Hogan's Attacks on the Indicator Are Bold and Wrong
By Justin Patrick '12
Ashley Hogan’s recent article, “Indicator Demonstrates Institutional Classism,” achieves the distinction, unusual in the generally sober and intelligent pages of Amherst’s student publications, of combining a total absence of actual reasoned argumentation with a wealth of ugly smears and misplaced self-righteousness. Nowhere does Ms. Hogan construct any argument that advances beyond a declaration of offense taken or the wild brandishing of an uncited and unsourced statistic. At no point does she engage with my article’s substantive argument, preferring instead to stand aside and sling mud. That she targets this hackery at the Indicator as a whole elevates her piece from common hatchet-job to masterpiece of guilt-by-association gutter journalism. The opinions and arguments presented in my article are mine alone and do not represent the views of the Indicator’s editorial staff. To attack me is one thing; to attack the magazine and its staff is another entirely and is deeply reprehensible.

The first problem that Ms. Hogan identifies in my piece — and the primary indicator of its supposedly classist outlook — is the fact that I argue that we should analyze income inequality in terms of its impact on the consumption of goods and services. According to Ms. Hogan, this perspective “discounts far more serious injustices,” like the fact that “15 percent of American homes are food insecure and 46 million Americans are uninsured.” Two issues emerge. The first is that Ms. Hogan does not in fact disagree with the frame through which I analyzed inequality! Insurance and food are consumables! They are precisely the sorts of “life-improving goods and services” that I discussed in my article. As far as I can tell, the actual content of her objection here is that the examples I chose to discuss — “superficial” goods like central heating and fresh produce — are insufficiently gloomy. So, to put it on the record: health-care reform was a good idea, federally subsidized college loans were a good idea, and Amherst’s own firm commitment to need-blind, need-met financial aid is laudable. The important thing here is that none of these positions are inconsistent with the argument presented in my article.
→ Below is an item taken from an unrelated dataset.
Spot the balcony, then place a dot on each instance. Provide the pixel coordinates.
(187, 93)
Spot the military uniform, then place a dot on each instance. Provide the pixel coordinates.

The second issue is that Ms. Hogan fails to answer (or even acknowledge, actually) the central point of my article: that we should decouple our thinking about poverty from our thinking about inequality, because the two phenomena do not share a common cause. The reasons for this are explained at some length in the article, and I shall not retread them here, but this failure on Ms. Hogan’s part speaks volumes to the shouting/thinking ratio at play in her piece.

Ms. Hogan then turns her attention to another problem: that “objectively” speaking, this is a case of the Indicator “over-reaching its journalistic abilities in the realm of national and international issues” since the article “quotes no numerical support for its claims and never refers to professional texts or expert viewpoints on the matter.” Aside from the fact that Ms. Hogan very clearly misapprehends the meaning of the word ‘objective,’ several observations are in order. The first is that it is a bit unbelievable that she makes this complaint in the text of an article whose three pieces of ostensible numerical data come with positively no citations or references to any source external to the author’s own brain. Rules for thee, but not for me! The second is that there aren’t really any claims in my article of the highly specific sort that require numerical citation, and arguments from authority (the “professional texts and expert viewpoints” Ms. Hogan yearns for) are of little relevance to what is essentially an argument about moral philosophy. Additionally: come on! We’re talking here about a short-form op-ed for a casual audience, not an econ paper. This isn’t the place for technical, quant-based analysis. The third observation on the subject of sloppy argument and bad writing is simply to remind Ms. Hogan of the old saw about glass houses and tossed rocks.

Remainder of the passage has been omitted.